Alain Marty, ancien routier de 69 ans, vit dans son camping-car depuis 19 ans et profite de sa retraite sans payer de loyer

Vivre en camping-car : un budget retraite allégé au quotidien
Le principal levier financier d’Alain Marty, c’est l’absence de loyer. En France, le logement représente souvent le premier poste de dépense des ménages, et cette pression ne disparaît pas à la retraite. En supprimant cette charge, il libère chaque mois une marge considérable. Il ne paie ni taxe foncière, ni charges de copropriété, ni factures d’énergie comparables à celles d’une maison ou d’un appartement. À titre de comparaison, un retraité locataire dans une ville moyenne peut dépenser entre 500 et 800 euros par mois rien que pour son loyer, sans compter l’électricité et l’assurance habitation.
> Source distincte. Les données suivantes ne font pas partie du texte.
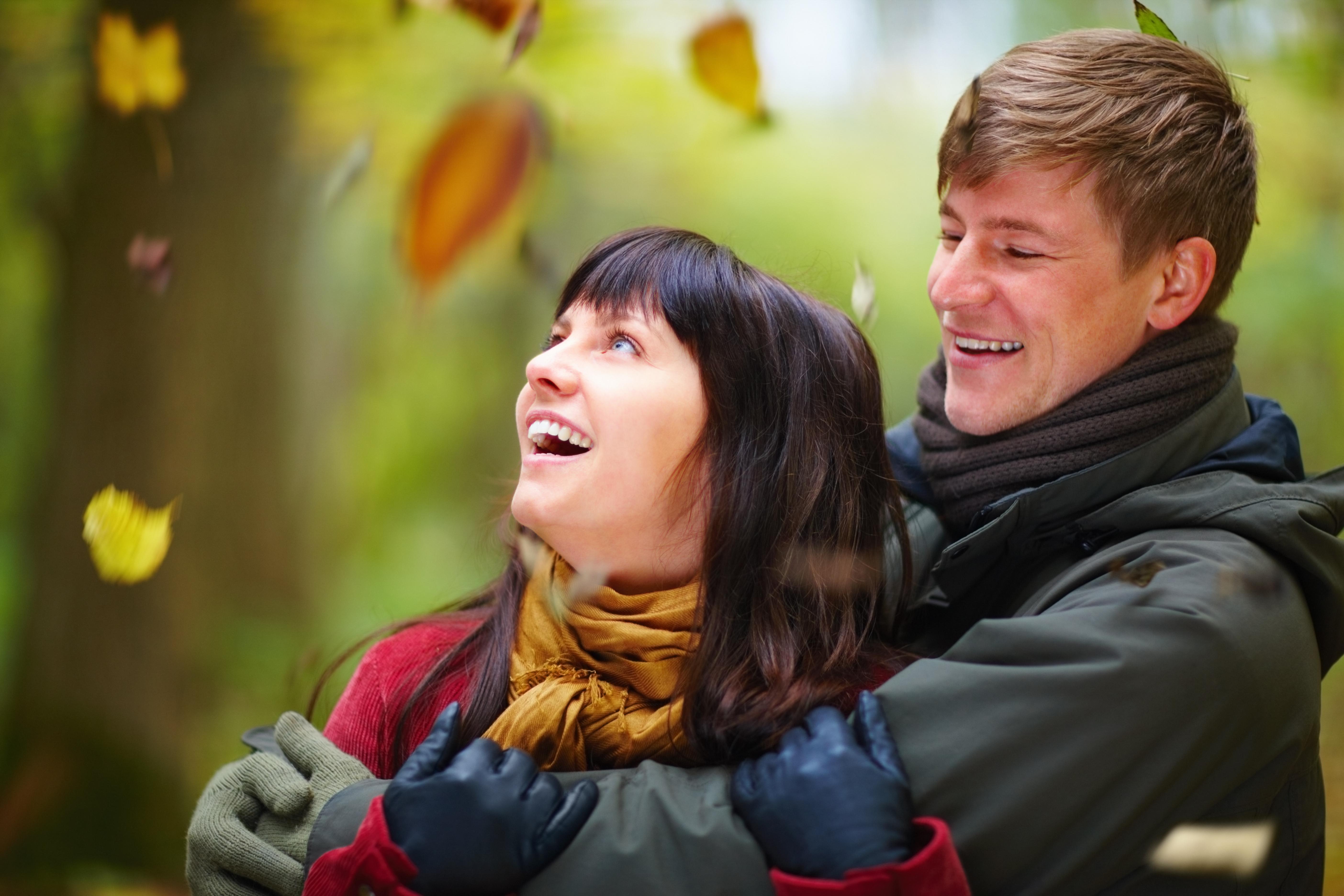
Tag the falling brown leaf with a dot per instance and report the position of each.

Il insiste d’ailleurs sur un chiffre simple : « Dans un camion on peut vivre avec 1000 euros de retraite, car on ne paie pas de loyer. » Lui dispose de 2 000 euros par mois et avoue « flamber presque tout » pour profiter de la vie. Il garde uniquement 3 000 euros de côté, une réserve destinée à faire face à une éventuelle panne de son camping-car.
Ce budget lui permet d’aller régulièrement au restaurant, d’assister à des rallyes, de danser et de jouer aux boules. Il ne paie jamais de stationnement : il choisit des emplacements gratuits ou se gare de manière sauvage. Ce choix réduit encore les frais, même s’il faut ajouter le carburant, l’assurance du véhicule et l’entretien mécanique. Contrairement à une idée reçue, la vie itinérante n’est pas totalement gratuite, mais elle change profondément la structure du budget.
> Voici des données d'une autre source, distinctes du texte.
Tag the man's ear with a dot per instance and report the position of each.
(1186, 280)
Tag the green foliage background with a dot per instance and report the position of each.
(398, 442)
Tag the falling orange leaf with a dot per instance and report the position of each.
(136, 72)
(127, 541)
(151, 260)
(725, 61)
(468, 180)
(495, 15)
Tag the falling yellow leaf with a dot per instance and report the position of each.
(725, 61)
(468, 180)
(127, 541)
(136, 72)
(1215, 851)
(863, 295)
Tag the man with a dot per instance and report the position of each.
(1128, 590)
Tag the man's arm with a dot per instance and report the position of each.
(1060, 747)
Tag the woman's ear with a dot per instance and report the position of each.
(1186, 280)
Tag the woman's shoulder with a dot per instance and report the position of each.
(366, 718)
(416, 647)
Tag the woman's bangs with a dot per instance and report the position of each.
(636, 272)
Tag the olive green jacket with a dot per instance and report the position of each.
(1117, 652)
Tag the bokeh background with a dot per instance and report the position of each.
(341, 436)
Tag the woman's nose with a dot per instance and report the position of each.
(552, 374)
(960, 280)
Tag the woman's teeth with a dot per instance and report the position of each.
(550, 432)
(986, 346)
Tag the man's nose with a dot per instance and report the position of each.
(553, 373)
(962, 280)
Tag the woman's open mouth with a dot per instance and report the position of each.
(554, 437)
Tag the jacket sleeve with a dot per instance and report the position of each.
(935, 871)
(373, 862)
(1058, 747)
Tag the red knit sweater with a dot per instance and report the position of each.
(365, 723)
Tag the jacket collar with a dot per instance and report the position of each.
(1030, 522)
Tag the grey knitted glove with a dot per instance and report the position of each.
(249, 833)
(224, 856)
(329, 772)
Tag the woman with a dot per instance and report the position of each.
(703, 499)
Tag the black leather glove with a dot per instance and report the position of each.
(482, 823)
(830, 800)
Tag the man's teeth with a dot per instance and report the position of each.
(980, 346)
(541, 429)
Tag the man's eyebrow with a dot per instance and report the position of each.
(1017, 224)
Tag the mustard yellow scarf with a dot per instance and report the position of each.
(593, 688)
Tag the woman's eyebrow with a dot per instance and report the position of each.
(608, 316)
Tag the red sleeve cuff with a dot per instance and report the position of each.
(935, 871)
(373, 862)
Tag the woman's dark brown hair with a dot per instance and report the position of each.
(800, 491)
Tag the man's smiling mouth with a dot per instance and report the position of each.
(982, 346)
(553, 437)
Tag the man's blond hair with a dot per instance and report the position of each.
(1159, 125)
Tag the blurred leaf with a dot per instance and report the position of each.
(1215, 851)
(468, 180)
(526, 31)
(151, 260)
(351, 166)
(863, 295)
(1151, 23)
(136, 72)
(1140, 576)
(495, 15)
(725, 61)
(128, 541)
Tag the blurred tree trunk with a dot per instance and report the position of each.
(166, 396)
Les dépenses réellement supprimées
Pour comprendre la différence avec un logement classique, voici les principaux postes qui disparaissent ou diminuent :
- le loyer ou le remboursement d’un crédit immobilier ;
- la taxe foncière et la taxe d’habitation sur les résidences secondaires ;
- les charges de copropriété et certains abonnements domestiques ;
- les coûts de chauffage et d’électricité d’un logement de grande surface.
En contrepartie, un camping-car engendre d’autres frais : carburant, vignette ou assurance spécifique, contrôle technique, entretien du moteur et de la cellule. Mais pour Alain Marty, l’équilibre reste nettement favorable.